Pemohon dianggap gagal menguraikan secara jelas dan sistematis letak pertentangan konstitusional antara Pasal 240 ayat (1) huruf e UU Pemilu dengan UUD 1945. Posita atau alasan gugatan pemohon dinilai lebih banyak mencantumkan tautan atau laman internet ketimbang menyajikan dalil hukum yang kuat.

“Uraian dalam posita pemohon lebih banyak mengutip tautan atau laman tanpa menguraikan argumentasi konstitusional yang memadai,” ujar Saldi Isra. Atas dasar itulah, Ketua MK Suhartoyo resmi mengetok palu bahwa permohonan tersebut dinyatakan tidak dapat diterima atau Niet Ontvankelijke Verklaard (NO).
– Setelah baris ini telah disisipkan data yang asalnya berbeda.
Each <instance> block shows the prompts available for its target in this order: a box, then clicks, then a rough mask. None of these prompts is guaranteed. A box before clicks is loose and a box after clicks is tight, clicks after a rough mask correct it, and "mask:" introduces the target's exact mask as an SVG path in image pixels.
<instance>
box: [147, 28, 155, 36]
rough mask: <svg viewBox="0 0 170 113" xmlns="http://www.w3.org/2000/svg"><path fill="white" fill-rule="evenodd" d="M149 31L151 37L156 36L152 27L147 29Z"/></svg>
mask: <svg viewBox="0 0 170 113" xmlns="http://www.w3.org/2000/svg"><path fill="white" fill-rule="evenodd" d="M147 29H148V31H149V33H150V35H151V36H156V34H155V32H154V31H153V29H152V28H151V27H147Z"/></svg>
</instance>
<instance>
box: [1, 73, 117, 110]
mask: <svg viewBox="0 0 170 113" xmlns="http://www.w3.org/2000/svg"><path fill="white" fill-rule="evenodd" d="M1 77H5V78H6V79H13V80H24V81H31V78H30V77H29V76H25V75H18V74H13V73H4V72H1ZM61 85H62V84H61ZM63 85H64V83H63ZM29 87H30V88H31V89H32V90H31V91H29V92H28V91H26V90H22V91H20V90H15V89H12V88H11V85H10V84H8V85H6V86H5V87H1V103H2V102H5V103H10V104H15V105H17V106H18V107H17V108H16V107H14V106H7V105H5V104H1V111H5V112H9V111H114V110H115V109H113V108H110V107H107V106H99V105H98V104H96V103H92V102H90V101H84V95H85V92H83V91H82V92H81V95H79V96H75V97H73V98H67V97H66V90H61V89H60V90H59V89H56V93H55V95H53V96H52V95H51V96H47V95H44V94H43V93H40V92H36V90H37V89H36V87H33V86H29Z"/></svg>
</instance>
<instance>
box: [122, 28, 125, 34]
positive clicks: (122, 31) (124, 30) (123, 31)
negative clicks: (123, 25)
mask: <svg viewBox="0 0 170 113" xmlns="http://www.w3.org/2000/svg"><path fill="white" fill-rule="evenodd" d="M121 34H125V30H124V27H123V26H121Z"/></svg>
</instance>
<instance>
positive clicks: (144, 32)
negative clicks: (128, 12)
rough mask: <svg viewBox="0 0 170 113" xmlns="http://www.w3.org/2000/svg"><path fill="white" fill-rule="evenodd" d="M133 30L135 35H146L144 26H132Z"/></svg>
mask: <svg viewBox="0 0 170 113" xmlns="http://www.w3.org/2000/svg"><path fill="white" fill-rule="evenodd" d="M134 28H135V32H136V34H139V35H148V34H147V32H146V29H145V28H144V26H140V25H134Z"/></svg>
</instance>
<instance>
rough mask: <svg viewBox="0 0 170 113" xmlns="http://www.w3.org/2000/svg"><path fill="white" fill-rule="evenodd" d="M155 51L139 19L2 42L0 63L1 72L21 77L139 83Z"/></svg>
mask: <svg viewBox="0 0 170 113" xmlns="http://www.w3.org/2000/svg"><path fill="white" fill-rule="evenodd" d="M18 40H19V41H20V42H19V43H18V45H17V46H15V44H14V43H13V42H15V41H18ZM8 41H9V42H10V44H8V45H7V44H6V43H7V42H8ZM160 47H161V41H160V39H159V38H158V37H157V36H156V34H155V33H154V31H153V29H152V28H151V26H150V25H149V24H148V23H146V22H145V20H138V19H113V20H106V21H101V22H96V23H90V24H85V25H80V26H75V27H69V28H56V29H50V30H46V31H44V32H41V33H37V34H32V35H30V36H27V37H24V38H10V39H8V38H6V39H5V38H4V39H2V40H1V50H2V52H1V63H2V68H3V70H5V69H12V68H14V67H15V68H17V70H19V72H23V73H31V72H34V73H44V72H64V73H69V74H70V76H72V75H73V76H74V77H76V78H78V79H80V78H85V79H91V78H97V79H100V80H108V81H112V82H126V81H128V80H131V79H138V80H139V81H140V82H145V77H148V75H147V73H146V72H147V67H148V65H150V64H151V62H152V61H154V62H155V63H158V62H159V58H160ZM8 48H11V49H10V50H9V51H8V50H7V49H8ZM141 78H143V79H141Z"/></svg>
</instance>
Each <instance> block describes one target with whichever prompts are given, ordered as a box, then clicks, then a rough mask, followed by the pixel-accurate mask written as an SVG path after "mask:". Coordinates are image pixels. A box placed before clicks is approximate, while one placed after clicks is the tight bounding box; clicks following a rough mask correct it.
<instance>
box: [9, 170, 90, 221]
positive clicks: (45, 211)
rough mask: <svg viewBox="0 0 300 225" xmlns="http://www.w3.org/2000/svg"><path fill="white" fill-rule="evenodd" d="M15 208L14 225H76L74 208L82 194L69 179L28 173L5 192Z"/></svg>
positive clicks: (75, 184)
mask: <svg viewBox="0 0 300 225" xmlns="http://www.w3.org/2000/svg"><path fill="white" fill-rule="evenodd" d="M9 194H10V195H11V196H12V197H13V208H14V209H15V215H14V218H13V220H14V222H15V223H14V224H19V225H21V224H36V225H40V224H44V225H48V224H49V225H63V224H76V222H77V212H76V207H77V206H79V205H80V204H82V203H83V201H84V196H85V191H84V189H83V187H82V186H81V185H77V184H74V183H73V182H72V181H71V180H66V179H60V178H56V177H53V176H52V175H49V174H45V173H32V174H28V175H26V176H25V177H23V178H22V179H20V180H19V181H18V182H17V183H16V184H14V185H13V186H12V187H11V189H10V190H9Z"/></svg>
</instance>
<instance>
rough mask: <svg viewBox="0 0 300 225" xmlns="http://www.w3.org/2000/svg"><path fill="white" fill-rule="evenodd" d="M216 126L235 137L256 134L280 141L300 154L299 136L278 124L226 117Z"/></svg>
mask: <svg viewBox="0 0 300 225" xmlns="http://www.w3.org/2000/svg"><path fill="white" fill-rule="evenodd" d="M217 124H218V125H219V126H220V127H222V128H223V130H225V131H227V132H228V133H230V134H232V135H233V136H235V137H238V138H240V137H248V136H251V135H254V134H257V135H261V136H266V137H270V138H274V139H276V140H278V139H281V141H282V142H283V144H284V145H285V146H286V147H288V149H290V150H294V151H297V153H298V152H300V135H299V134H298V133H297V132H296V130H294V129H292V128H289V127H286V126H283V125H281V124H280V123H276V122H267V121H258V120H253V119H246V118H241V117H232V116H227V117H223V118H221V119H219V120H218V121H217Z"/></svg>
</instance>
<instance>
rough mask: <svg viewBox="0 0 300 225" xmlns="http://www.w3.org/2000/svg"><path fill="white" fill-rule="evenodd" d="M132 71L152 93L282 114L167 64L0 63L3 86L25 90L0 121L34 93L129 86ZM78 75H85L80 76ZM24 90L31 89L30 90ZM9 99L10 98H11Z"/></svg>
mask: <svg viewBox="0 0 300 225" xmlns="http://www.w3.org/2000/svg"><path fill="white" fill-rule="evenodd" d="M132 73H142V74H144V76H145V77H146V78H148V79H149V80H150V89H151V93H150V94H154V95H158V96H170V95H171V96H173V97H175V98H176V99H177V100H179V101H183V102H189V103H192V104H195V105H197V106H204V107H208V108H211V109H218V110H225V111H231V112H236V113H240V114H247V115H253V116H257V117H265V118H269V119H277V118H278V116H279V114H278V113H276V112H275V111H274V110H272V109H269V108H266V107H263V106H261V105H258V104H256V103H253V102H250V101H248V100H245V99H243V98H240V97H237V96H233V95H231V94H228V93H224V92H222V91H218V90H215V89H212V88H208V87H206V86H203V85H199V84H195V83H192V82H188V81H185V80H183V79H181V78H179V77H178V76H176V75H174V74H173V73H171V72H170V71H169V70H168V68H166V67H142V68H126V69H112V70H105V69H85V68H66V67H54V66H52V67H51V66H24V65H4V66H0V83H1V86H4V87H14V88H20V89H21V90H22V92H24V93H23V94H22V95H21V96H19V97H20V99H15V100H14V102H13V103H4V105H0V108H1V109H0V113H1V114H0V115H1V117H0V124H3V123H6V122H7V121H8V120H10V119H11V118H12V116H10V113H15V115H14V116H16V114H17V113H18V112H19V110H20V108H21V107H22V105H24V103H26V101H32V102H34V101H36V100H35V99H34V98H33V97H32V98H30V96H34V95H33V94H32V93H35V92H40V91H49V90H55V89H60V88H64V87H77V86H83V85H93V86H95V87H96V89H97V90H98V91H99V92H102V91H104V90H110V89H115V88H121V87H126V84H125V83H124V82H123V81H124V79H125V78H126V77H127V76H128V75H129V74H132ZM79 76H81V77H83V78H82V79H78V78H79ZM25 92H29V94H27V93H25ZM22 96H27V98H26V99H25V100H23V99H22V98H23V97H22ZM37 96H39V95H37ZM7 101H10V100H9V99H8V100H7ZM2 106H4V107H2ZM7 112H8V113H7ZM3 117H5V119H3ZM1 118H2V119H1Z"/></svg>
Sebelumnya, pemohon mendalilkan bahwa tiadanya batas minimal pendidikan S2 bagi para wakil rakyat membuat iklim kompetisi intelektual di parlemen menjadi mandek. Ia mendorong adanya regenerasi kepemimpinan berbasis ilmu pengetahuan (knowledge-based leadership) demi mendongkrak kualitas demokrasi Indonesia.

Untuk memperkuat argumennya, pemohon sempat membeberkan data perbandingan tingkat pendidikan anggota parlemen di kancah internasional:

  • 100% Lulusan S2: Iran, Ukraina, dan Polandia.
  • 90% Lulusan S2: Inggris.
  • Mayoritas Lulusan S1: Amerika Serikat (80%) dan Swedia (82%).

Meskipun komparasi global ini menarik secara diskursus, MK tetap menilai data tersebut tidak serta-merta membuktikan adanya pertentangan norma undang-undang dengan konstitusi dasar Indonesia.

Putusan ini menegaskan kembali batasan kewenangan Mahkamah Konstitusi. MK bertugas menguji undang-undang terhadap UUD 1945, namun tidak memiliki ranah untuk menciptakan atau menulis norma baru (positive legislator) yang tidak diatur eksplisit oleh konstitusi. Jika ada perubahan syarat substantif seperti tingkat pendidikan, hal itu sepenuhnya merupakan kebijakan hukum terbuka (open legal policy) yang menjadi porsi DPR dan Pemerintah.

Saat ini, DPR dan pemerintah tengah menyusun agenda legislasi nasional (Prolegnas) yang mencakup pembahasan RUU Pemilu. Momentum revisi ini diprediksi akan menjadi wadah baru bagi mengemukanya kembali wacana pengetatan syarat intelektual caleg.

Langkah MK ini menuai beragam komentar. Sejumlah pengamat politik menilai bahwa ijazah formal tingkat tinggi bukanlah indikator tunggal kualitas seorang wakil rakyat. Aspek integritas, rekam jejak, kapasitas kepemimpinan, dan kedekatan emosional dengan konstituen di daerah pemilihan dinilai jauh lebih krusial.

Kendati gugatan ini kandas, para pegiat pemilu bersih menilai diskursus ini berdampak positif. Mereka berharap partai politik secara mandiri memperketat standar rekrutmen internal demi menjaring kader-kader terbaik yang memiliki kombinasi seimbang antara kapasitas intelektual dan moralitas.